Their personalities were quite different from the get-go. Ben was a momma's boy, he responded well to me and demanded to be held most of the time. Grant was easy going and responded well to Marty, but when he was upset, he sure let you know. They wanted to be together all the time so we put them in the same little crib in the hospital, they were so used to each other's presence they would not have it any other way. They did well for the first two days, but then their prematurity started showing. They burned more calories eating than they were able to take in, so they lost too much weight and stopped eating altogether. They were admitted to the special care nursery to be tube fed. Ben had jaundice and had to be put under the Billi lights for two days, that was the first time they were not able to be together, but they were so worn out by then they didn't seem to notice. They spent a total of 11 days in the hospital gaining their strength, learning to nurse, and putting on weight. They were released on Dec. 30. It was heaven to have them home.
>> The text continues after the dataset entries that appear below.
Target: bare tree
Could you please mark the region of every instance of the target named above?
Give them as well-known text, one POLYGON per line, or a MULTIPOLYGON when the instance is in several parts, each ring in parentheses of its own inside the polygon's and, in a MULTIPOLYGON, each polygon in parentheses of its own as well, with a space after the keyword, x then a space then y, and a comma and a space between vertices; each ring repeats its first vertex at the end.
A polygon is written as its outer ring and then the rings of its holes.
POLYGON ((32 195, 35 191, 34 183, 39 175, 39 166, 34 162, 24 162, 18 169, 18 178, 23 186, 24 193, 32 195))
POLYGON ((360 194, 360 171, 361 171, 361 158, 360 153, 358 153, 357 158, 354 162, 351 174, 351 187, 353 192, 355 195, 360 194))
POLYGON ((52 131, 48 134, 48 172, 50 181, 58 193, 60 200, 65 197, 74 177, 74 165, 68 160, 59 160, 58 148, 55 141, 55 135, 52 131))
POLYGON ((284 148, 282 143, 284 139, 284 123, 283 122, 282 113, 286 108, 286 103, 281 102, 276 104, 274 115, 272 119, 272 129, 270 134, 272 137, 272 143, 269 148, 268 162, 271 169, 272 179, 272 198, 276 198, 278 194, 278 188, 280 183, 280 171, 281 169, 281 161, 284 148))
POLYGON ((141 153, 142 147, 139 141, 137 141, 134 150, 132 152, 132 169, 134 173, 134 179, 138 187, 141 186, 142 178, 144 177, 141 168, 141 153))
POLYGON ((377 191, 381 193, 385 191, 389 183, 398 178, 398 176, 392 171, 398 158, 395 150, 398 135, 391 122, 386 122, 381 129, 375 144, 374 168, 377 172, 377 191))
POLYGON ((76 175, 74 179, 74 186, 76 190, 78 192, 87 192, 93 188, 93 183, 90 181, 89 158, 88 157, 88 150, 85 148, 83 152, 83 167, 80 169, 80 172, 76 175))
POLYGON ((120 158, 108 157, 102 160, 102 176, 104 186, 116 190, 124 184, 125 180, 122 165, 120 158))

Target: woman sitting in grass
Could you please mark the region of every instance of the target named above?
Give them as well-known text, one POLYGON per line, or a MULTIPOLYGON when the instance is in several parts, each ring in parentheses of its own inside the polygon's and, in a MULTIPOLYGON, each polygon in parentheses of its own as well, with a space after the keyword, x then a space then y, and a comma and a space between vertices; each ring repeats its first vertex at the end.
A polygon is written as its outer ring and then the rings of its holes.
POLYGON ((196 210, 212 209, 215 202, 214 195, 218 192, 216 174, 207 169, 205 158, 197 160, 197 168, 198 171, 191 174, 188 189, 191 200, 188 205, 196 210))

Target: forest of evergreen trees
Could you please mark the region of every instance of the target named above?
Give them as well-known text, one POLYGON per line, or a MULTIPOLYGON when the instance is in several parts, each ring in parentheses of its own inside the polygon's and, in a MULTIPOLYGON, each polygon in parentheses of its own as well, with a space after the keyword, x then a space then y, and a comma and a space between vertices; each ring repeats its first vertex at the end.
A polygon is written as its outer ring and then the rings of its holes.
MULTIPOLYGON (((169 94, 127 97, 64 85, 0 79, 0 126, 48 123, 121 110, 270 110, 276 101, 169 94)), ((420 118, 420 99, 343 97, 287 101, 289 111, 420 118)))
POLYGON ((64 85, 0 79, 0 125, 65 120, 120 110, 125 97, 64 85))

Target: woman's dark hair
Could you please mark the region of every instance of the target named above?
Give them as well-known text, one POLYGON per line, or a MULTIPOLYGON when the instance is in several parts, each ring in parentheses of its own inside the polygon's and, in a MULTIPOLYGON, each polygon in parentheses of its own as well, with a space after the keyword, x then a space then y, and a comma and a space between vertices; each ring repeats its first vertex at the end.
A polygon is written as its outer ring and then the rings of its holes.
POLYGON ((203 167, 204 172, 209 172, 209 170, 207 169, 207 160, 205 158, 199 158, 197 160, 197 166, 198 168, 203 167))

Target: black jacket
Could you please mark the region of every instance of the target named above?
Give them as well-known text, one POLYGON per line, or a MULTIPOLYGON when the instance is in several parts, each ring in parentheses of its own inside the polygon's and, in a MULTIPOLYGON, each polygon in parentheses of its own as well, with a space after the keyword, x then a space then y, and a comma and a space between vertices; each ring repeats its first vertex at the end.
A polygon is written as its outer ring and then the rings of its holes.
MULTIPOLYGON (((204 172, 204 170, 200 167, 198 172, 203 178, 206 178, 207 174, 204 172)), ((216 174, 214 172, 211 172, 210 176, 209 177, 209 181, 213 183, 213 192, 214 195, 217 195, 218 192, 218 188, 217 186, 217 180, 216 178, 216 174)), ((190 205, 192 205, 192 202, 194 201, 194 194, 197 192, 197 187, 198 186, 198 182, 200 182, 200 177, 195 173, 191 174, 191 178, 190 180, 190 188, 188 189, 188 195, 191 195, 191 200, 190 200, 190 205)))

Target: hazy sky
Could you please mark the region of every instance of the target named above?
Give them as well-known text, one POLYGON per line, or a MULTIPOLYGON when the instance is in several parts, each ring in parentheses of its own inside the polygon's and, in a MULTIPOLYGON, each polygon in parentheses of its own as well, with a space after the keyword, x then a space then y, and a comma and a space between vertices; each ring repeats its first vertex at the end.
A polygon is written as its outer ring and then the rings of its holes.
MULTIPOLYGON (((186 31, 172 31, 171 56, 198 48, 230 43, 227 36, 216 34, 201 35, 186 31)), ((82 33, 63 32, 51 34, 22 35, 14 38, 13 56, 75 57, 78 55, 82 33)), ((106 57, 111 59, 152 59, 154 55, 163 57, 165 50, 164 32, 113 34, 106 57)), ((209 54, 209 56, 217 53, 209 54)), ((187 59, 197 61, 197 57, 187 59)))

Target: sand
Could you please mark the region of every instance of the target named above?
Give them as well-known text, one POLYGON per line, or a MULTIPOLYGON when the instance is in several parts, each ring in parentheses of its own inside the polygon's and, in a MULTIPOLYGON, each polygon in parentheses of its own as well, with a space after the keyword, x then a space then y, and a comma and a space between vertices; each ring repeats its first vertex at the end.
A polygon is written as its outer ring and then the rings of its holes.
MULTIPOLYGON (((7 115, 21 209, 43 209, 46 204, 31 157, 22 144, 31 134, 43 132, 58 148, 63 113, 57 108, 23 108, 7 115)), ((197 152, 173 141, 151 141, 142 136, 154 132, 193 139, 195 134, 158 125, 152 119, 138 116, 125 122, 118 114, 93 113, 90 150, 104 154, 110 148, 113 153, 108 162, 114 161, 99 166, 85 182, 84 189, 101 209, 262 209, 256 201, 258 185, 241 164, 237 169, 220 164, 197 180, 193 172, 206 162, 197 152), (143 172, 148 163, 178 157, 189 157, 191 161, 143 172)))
That was such a difficult time for our family. Having the boys in the hospital over Christmas was devastating. Marty and Emma both had colds and were not allowed in the nursery, they were unable to visit for a full week. We managed to get through it with God's help, and now it has been two years. Thousands of diapers, thousands of dollars in baby food, and thousands of hugs, kisses, and loving moments. The newborn stage with the twins was incredibly hard, in the first six weeks the longest I slept was 40 minutes. By three months, I was able to log in a couple of hour and a half stretches, and they did not both sleep through the night until 15 months old. I have learned that God will give me what I need to survive, and I can do a lot more with a lot less than I thought I could. These boys are amazing, and I am looking forward to seeing their individual personalities develop.
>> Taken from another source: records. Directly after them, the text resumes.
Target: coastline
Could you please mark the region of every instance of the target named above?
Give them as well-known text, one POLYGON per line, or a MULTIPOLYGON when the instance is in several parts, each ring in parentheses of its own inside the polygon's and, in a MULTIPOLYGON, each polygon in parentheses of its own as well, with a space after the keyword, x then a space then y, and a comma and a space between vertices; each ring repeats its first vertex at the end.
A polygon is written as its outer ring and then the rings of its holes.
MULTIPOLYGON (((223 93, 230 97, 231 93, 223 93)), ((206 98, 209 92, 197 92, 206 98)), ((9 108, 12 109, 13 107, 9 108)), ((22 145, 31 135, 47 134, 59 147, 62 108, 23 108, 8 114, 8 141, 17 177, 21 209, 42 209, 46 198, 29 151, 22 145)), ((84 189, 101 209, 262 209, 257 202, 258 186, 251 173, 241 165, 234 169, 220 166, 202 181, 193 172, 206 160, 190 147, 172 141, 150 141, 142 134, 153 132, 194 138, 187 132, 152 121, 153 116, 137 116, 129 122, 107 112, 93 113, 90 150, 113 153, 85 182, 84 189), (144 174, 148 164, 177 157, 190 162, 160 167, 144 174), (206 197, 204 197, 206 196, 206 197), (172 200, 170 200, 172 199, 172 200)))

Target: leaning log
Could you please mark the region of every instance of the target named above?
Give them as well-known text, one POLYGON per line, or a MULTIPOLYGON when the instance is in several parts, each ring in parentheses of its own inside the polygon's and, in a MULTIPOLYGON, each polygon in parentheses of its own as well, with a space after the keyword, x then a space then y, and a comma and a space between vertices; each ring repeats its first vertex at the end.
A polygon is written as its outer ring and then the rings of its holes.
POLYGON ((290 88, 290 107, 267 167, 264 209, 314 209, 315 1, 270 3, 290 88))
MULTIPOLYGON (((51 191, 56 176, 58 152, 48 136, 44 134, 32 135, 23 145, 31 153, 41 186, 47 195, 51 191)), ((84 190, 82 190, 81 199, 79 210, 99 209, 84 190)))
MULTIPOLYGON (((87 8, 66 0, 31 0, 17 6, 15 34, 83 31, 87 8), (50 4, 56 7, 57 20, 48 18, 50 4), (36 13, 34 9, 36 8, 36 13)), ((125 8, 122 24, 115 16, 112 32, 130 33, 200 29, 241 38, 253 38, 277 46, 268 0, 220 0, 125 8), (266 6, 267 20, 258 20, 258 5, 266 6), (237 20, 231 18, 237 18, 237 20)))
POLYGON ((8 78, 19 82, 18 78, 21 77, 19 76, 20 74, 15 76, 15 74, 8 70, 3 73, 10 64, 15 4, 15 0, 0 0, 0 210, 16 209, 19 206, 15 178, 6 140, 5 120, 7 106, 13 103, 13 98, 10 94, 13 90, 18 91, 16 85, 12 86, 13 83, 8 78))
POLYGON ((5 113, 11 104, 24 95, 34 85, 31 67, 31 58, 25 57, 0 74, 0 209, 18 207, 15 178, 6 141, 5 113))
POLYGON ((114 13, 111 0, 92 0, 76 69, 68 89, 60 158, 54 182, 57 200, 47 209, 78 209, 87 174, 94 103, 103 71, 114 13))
Happy birthday, Grant and Ben. I love you both so much and I am thrilled to be your Mom. I can't wait to see what the next two years bring!
Family and friends, congratulations on your sons'/nephews'/grandsons'/friend's kids' birthday!
6 comments:
Awwww Tiff I love labour storys... and boy you WERE quick!!!!
Well I hope the boys, and you have a fantastic day. Happy birthday Grant and Ben.
Love Lia xx
I can't believe I have to miss the party! I almost cried last night thinking about it! I love you Grant and Ben! I'll see you on Monday! -Auntie Kelina
Happy Birthday Grant and Ben! Luvs and kisses from your favorite Aunty!
Tiff,
As I sit here and read this, I am almost in tears! I so hope I don't miss this last one. I can't believe the emotion that I feel when reading this story. I love you boys!! Have a great birthday. I am sorry to miss it!!!
Happy Birthday Bubbas!! I love you both so much and enjoy being your Daddy.
Love, Daddy
Happy Birthday Grant and Ben! I did get to hold you when you were only a month old and you were just precious. What a joy you are to your family! Also I do like labor stories too and a woman who has had a baby should be listened too. Hope this next labor blesses you w/only kind hearted nurses who get you know what you are talking about.